Monday, July 9, 2012

Space Mountebanks and Blasters

Of course as noted many times on this blog, I just can't simply play a game as written without unwisely messing under the hood. Bah orthodox RAWers be damned, this is the first post of likely a series of variant whoha for Classic Traveller for my Cantonment campaign.

Mountebanks
With the mounting decadance of the Cantonment, Mountebanks (also known as “Grifters”) are a shockingly common career choice for the quick tongued and amoral. 

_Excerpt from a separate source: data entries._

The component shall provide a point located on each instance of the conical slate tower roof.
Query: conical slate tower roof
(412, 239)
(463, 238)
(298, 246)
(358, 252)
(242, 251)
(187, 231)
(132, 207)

Though some enjoy only moderately-shady employment by the various factions, circles, cults, and collectives as “fixers” and spies, most Mountebanks ply their hustles as a life on the make throughout the confederation.

Mountebanks have no ranks and receive two skills per term.

Enlistment 7+
DM+1 if Dex 7+
DM+2 if Intel 8+




Survival 6+
DM+2 if Intel 7+




Reenlist 4+

Aquired Skills Table

Personal Development
1 +1 Endur
2 +1 Dex
3 +1 Intel
4 Gambling
5 Blade Cbt.
6 Bribery

Service Skills
1 Forgery
2 Leader
3 Streetwise
4 Gun Cbt.
5 Bribery
6 Jack-o-T

Advanced Education
1 Streetwise
2 Leader
3 Electronic
4 Admin
5 Computer
6 Forgery

Advanced Education (Educ 8+)
1 Medical
2 Computer
3 Electronic
4 Admin
5 Pilot
6 Jack-o-T

Mustering Out

Material Benefits
1 Low Psg
2 +1 Intel
3 +1 Educ
4 Gun
5 Blade
6 High Psg

Cash Allowances
1 2000
2 5000
3 10000
4 20000
5 20000
6 50000
7 100000


Blaster Pistol (TL: 11)
Base Weight: 1000
Length 350
Ammo 20
Ammo Cost 200
Base Price 6000
Damage 4D
Same modifiers and Dex requirements as Laser Carbine

4 comments:

  1. Why didn't Trav include blasters and light sabres? (yeah I know why, but these seemed like appalling deficiencies to my 11 year old self). I had to get them, and powered armour, from Simbalist, Ratner & MacGregor, and they came packaged with a ton of other stuff that wound up destroying my little sf game altogether.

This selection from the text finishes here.